Die Sternklare (The Starry Woman) — character study after Elias Canetti
solo percussion: vibraphone, crotales (2 octaves), 2 tam-tams, 2 Thai gongs, 2 suspended cymbals, glass wind chimes.
c.5:00
to Christopher Deane
May - June 2006
Gregory Beyer, percussion
Jacob Garcia, percussion
Laurel Black, percussion
Jacob Garcia, percussion
Christopher Deane, percussion
Jacob Garcia, percussion
Christopher Deane, percussion
score (pdf)
audio recording (Soundcloud)
Studio recording, August 2010, University of North Texas (Denton, TX); Christopher Deane, percussion.
photographs
Performance of Die Sternklare and four other Canetti studies for Voices of Change Salon program (Dallas, TX; 6 March 2011).
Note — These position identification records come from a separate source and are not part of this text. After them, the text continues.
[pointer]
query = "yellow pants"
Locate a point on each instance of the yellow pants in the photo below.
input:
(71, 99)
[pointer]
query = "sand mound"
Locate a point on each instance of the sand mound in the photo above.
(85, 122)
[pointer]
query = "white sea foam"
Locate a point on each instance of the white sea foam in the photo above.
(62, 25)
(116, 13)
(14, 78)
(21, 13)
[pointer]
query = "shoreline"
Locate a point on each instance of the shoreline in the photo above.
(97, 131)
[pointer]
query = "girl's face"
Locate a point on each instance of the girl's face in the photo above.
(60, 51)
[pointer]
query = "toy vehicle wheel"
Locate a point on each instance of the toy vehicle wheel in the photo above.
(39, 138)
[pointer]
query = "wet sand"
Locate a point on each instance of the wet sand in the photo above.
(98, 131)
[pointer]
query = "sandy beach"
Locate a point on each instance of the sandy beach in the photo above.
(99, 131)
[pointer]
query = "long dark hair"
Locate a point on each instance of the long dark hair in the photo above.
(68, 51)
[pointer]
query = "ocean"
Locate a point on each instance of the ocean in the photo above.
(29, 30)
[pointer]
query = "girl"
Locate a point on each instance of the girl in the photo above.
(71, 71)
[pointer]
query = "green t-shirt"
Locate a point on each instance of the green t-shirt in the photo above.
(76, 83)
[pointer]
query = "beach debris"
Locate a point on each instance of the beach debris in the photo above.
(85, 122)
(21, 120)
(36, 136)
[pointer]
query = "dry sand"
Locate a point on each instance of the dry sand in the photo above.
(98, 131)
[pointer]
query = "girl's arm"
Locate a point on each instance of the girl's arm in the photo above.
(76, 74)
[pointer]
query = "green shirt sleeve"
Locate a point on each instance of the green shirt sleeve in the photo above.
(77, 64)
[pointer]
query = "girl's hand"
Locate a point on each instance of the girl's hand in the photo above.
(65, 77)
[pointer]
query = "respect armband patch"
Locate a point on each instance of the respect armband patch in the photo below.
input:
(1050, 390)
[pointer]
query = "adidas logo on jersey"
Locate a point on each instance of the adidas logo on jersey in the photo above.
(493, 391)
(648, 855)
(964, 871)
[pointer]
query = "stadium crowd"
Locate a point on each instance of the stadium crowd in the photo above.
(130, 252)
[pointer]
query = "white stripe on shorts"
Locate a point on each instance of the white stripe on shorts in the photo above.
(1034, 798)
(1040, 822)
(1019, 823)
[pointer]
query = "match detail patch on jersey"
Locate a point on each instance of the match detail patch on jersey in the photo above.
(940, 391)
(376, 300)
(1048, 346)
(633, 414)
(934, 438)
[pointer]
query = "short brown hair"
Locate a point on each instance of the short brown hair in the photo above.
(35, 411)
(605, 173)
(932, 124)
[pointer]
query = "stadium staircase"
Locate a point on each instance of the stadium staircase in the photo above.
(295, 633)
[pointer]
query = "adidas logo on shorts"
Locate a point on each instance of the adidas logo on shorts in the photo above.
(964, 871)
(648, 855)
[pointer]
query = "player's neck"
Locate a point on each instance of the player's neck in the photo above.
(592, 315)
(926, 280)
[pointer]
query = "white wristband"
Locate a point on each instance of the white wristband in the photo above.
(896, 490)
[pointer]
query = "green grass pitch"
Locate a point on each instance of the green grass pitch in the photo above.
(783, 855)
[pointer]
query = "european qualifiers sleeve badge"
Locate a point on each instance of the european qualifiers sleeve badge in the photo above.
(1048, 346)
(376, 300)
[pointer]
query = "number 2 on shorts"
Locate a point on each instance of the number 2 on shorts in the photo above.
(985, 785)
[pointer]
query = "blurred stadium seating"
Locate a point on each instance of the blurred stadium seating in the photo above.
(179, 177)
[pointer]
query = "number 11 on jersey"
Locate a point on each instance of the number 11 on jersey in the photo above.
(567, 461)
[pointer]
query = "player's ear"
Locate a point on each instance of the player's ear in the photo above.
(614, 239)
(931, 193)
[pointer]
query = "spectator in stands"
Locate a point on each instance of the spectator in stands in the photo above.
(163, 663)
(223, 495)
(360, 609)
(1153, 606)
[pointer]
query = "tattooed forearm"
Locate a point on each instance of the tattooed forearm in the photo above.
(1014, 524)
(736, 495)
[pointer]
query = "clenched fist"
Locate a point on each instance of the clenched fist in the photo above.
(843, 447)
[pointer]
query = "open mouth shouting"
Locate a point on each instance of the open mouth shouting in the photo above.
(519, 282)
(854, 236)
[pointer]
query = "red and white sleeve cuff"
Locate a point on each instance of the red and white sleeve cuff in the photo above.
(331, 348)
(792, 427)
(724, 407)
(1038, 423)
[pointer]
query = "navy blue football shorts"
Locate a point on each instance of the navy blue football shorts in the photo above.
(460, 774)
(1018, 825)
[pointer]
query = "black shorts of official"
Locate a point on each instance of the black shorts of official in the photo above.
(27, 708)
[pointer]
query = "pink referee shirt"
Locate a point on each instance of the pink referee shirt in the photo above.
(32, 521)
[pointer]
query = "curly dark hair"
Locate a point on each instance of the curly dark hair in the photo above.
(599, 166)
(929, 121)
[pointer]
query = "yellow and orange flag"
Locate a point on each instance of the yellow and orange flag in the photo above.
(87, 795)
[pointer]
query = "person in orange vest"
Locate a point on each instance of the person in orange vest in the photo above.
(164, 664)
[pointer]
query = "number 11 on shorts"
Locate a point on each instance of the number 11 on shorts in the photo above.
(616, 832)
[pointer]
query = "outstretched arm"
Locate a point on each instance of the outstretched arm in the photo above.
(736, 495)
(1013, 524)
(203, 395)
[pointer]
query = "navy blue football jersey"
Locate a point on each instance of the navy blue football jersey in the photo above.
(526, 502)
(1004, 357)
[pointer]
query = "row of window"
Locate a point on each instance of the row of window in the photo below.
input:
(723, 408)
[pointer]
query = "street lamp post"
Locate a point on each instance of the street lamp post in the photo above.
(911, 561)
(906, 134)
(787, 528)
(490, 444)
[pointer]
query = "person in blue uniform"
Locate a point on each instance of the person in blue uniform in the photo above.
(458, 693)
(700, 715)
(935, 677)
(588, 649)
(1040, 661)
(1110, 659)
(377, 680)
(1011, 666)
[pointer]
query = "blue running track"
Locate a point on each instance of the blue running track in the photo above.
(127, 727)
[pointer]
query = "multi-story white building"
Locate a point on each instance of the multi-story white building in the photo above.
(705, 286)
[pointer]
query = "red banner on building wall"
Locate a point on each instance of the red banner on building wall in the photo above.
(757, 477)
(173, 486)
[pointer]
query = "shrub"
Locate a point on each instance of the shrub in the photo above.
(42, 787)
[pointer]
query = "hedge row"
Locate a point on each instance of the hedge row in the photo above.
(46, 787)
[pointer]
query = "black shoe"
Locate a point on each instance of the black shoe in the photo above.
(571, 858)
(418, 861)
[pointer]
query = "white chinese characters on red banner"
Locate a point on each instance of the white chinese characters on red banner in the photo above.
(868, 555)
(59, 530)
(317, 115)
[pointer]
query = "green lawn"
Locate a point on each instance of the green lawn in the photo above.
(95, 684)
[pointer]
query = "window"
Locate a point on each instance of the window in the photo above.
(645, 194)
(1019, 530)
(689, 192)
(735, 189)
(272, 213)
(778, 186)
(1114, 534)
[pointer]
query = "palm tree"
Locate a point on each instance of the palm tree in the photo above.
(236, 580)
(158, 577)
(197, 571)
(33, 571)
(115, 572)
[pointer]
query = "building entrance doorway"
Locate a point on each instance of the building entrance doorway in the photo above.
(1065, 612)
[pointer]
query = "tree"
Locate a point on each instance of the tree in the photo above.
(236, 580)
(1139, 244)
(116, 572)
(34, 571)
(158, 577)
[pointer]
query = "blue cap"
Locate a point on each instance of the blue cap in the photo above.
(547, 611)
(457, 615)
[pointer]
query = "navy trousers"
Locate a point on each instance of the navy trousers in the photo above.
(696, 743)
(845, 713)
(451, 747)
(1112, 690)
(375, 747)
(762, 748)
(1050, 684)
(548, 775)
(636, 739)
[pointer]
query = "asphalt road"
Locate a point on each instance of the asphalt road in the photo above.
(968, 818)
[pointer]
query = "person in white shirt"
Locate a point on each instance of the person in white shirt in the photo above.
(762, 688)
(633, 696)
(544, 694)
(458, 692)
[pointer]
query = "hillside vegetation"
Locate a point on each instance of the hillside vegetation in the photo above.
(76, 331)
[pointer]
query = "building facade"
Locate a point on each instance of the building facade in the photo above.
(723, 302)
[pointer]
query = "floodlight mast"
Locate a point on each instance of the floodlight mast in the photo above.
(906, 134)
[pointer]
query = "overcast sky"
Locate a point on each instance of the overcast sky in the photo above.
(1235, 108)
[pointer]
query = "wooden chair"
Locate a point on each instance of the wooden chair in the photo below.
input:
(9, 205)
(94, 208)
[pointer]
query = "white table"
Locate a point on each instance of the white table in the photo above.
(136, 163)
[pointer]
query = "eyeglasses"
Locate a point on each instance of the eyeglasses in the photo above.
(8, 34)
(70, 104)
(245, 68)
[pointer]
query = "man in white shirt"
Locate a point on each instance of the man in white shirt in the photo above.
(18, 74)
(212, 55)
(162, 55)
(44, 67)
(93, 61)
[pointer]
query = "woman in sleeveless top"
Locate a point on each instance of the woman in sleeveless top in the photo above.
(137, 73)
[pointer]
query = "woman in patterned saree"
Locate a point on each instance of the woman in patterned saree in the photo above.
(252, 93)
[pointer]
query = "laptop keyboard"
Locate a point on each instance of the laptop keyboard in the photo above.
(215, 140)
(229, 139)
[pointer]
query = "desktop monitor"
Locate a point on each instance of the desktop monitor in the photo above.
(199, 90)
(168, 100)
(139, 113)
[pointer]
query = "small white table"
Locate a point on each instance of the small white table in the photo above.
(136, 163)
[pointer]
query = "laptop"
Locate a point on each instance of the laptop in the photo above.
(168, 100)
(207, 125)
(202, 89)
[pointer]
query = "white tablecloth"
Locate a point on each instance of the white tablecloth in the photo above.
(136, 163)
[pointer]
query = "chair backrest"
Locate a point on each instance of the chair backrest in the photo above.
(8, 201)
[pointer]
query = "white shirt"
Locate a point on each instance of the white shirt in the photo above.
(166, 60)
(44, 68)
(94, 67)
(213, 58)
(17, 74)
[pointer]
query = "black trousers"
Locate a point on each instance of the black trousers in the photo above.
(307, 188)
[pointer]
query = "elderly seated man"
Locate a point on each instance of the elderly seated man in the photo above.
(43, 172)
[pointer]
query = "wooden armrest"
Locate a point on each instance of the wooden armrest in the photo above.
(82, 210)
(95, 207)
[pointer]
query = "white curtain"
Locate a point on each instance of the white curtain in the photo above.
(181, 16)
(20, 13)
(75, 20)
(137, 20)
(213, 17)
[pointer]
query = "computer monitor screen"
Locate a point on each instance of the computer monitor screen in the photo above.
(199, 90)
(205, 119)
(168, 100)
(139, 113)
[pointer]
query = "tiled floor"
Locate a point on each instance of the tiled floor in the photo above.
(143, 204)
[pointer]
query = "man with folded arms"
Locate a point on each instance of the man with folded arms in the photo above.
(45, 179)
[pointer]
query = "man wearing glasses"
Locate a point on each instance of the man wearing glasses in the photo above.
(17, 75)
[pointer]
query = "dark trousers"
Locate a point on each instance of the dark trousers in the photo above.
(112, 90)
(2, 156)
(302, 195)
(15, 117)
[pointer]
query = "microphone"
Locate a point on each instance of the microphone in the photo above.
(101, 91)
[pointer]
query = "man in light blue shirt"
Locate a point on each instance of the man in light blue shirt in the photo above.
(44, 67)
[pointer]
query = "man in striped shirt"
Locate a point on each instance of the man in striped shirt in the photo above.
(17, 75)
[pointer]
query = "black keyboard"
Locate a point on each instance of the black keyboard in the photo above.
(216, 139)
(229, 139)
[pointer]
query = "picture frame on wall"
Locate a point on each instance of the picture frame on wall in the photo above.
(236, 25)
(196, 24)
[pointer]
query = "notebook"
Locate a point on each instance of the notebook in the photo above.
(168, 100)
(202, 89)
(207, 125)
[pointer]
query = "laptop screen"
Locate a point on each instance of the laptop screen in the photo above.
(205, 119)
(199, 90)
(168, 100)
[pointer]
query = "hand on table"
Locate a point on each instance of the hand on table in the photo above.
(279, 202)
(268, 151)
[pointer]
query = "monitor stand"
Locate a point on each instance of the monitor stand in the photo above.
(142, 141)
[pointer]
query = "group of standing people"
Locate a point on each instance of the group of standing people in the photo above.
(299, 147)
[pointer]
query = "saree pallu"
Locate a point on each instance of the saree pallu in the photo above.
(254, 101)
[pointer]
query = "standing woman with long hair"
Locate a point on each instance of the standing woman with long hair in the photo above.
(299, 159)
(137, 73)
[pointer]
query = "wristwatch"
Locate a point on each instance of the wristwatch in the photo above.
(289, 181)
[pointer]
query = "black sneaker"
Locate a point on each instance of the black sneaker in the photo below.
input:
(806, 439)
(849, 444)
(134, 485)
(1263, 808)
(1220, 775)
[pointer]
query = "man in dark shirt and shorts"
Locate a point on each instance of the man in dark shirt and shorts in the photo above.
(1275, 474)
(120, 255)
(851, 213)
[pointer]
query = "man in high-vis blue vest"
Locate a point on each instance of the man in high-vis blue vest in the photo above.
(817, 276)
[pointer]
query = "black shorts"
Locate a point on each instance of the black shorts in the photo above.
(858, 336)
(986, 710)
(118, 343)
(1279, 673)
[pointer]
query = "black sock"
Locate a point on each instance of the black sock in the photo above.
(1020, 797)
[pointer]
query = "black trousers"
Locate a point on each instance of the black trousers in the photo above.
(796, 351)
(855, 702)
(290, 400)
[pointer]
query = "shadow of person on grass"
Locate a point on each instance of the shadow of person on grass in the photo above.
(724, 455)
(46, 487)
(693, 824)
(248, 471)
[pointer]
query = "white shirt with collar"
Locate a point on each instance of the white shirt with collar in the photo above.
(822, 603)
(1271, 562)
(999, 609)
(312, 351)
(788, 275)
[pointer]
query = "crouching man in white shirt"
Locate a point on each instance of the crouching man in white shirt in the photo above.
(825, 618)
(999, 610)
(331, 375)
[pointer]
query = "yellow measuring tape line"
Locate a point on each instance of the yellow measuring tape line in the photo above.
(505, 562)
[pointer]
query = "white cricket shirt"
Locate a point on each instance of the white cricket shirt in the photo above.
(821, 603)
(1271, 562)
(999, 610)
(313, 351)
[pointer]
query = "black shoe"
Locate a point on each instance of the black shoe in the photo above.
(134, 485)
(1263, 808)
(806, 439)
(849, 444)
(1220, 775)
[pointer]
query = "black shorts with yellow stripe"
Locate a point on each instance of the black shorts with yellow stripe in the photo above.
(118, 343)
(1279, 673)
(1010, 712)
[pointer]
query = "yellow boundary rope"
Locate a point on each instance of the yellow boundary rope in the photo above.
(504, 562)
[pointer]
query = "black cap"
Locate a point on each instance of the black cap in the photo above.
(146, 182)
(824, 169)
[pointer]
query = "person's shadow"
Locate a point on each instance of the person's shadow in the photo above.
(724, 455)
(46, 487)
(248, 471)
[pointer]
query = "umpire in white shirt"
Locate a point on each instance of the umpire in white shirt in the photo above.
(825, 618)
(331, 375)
Die Sternklare (The Starry Woman) is the ninth in a series of short works for solo instrument based upon characters in Der Ohrenzeuge: Fünfzig Charaktere (Earwitness: Fifty Characters), written in 1974 by the Bulgarian-born British-Austrian novelist Elias Canetti (1905-1994). Canetti’s distinctive studies incorporate poetic imagery, singular insights, and unabashed wordplay to create fifty ironic paradigms of human behavior. This collection, begun in 1997, was inspired by the vividly surreal depictions of Canetti’s characters, and comprises twenty-two solo works to date—composed for familiar instruments such as violin, guitar, piano, and trombone, as well as less common instruments such as ocarina, cimbalom, glass harmonica, and carillon. In Canetti's depiction of this character, the Starry Woman "shuns the crude light of the sun. [She] sighs in relief when the sun is gone and she wishes it would never come again... Her skin is as pure as the light of the sun. But she does not realize this in herself. Her only mirror is the illuminated night, and this mirror consists of so many dots that it has no unity."
Die Sternklare was completed in June of 2006 and composed for percussionist Christopher Deane, who first performed the work at the University of North Texas on 20 February 2007. It is included on the album Improbable Encounters (innova 873, 2014).